Fuori tecnicamente è giorno, ma c'è il silenzio tipico della notte in quel piccolo tugurio dell'Hub che chiama stanza, fatto di respiri leggeri e rumori ovattati dall'esterno. Il letto su cui è riversa è piccolo: insieme a Geese ci sta stretta e questo la costringe a stare sul fianco, col capo nell'incavo della sua spalla, la guancia poggiata contro il suo petto e la sinistra mollemente intrecciata alla mano dell'uomo.

Ancora una volta priva di sonno, in uno strano stato di torpore che è un misto di emozioni, stanchezza ed alcol, i suoi occhi pallidi si fissano sull'intreccio delle loro dita. Osserva il modo naturale e lieve in cui le loro mani combaciano, trovando pace nella loro febbrile ricerca solo quando congiunte. 

Ora, prima, l'altro giorno, in ronda, con le ossa rotte. Sempre.

"Sarà che le mani sono il fulcro del nostro potere" l'ha pensato spesso e lo pensa anche ora, anche se ogni volta non ha risposta a questa domanda. Ma a dire il vero, non le importa molto, la risposta. 


Quel che importa, è che quando stringe la mano di Geese nella sua testa scende il silenzio. Una quiete dimenticata la travolge, facendo tacere ogni logorante istinto per qualche minuto.
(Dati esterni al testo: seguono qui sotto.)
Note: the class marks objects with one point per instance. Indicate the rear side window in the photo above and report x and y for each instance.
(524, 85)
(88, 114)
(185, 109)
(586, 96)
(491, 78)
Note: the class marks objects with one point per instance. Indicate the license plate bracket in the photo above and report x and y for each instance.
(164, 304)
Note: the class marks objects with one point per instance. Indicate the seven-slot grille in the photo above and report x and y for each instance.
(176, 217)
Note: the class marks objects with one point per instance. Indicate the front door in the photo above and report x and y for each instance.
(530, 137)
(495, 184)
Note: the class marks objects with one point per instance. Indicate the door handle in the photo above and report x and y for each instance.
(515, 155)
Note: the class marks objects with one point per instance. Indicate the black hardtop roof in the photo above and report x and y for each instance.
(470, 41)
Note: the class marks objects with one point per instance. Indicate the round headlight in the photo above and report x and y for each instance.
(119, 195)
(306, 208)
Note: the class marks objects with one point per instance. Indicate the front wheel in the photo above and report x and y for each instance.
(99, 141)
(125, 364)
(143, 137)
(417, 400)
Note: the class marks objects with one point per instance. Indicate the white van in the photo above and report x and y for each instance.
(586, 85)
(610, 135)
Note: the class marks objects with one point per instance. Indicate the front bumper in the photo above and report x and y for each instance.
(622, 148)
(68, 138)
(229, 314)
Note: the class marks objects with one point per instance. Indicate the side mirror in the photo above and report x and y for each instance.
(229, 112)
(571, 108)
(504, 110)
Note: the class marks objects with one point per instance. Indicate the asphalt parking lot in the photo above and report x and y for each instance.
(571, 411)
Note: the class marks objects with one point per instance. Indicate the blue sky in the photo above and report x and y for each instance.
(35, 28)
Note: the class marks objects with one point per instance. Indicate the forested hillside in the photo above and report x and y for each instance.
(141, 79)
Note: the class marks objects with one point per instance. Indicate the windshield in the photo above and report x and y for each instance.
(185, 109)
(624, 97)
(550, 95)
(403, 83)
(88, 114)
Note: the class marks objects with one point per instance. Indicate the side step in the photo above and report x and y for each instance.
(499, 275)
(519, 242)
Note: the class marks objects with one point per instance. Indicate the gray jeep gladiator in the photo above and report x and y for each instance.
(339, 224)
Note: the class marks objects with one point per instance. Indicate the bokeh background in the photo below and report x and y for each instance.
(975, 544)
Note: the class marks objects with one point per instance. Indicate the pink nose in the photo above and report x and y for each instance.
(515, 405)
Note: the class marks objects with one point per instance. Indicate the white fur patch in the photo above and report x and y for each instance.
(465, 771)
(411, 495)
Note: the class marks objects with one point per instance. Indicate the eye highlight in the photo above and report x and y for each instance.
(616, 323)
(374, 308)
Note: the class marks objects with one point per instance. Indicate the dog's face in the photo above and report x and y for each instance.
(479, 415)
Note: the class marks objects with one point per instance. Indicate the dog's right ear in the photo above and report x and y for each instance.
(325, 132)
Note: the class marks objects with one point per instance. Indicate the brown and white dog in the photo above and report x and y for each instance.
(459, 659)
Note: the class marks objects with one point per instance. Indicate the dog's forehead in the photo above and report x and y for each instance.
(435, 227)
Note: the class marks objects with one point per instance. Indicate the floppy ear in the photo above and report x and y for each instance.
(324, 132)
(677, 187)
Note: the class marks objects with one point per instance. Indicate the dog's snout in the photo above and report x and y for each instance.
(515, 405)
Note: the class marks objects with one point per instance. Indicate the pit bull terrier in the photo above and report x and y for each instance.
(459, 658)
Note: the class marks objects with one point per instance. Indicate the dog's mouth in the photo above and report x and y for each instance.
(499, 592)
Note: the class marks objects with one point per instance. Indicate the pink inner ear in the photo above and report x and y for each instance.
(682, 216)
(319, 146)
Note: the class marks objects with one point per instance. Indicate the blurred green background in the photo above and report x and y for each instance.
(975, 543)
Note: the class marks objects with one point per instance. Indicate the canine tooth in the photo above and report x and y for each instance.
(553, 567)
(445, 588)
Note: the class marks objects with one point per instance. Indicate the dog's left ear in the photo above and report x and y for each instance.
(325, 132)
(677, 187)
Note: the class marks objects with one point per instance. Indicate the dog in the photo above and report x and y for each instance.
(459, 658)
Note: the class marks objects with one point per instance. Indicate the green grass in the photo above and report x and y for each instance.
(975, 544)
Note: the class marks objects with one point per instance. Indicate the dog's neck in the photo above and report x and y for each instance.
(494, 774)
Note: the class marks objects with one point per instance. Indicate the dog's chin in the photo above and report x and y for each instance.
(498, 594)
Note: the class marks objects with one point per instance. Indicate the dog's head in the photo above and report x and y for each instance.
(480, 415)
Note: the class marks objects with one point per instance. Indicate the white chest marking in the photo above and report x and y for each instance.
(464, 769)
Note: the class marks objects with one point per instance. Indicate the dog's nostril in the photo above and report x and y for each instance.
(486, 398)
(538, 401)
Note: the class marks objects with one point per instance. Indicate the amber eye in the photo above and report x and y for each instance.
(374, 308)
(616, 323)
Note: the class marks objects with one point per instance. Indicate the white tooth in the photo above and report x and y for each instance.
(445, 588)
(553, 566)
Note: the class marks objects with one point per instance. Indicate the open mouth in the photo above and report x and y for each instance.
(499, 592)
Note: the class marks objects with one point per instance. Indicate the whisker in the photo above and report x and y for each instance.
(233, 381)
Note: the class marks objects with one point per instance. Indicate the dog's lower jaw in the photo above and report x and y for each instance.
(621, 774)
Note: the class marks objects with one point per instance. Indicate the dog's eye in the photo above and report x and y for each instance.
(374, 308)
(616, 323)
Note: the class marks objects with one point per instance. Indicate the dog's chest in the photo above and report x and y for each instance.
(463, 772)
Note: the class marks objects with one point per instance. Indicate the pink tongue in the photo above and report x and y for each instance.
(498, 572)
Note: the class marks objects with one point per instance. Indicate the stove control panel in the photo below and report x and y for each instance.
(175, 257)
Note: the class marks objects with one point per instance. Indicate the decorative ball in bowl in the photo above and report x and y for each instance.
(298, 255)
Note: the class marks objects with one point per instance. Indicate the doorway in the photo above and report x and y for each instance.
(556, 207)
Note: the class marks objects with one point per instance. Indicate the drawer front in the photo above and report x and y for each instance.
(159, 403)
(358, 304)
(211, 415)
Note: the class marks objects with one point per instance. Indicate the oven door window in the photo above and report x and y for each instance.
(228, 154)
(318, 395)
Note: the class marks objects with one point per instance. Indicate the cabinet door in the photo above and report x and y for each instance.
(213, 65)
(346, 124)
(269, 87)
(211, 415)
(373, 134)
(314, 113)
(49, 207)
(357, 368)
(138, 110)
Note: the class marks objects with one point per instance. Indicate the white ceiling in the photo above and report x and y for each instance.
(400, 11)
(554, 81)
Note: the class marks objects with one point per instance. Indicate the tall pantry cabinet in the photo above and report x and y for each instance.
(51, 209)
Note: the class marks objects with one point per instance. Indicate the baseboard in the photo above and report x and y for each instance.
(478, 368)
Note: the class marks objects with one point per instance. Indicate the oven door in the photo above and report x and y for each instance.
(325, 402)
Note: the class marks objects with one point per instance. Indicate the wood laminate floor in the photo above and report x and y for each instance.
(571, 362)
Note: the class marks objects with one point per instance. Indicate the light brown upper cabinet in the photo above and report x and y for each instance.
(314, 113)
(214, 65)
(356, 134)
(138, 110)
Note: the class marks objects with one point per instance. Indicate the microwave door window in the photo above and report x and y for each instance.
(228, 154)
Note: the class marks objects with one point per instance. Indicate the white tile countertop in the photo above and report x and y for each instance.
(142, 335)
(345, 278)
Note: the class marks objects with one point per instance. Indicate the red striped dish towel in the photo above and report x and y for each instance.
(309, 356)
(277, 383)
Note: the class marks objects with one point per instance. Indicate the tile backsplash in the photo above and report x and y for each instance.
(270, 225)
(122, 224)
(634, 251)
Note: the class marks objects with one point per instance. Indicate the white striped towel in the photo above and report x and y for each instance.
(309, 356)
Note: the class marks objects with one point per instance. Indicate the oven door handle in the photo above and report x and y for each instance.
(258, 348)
L'urgenza e la smania che la animano ogni giorno della sua vita, da quella fatidica notte in cui nel letto di un altro uomo si è svegliata col fardello del potere di Suprema, si assopiscono, finiscono in sottofondo. 

Quel che importa, è che quando stringe la sua mano non ha più paura. Paura della profezia, di non vivere abbastanza o abbastanza intensamente per il tempo che le resta, paura di quel che verrà dopo: tutto tace, lasciandola in una piacevole sensazione di sicurezza, che ha lo stesso sapore di quelle parole che si dicono spesso.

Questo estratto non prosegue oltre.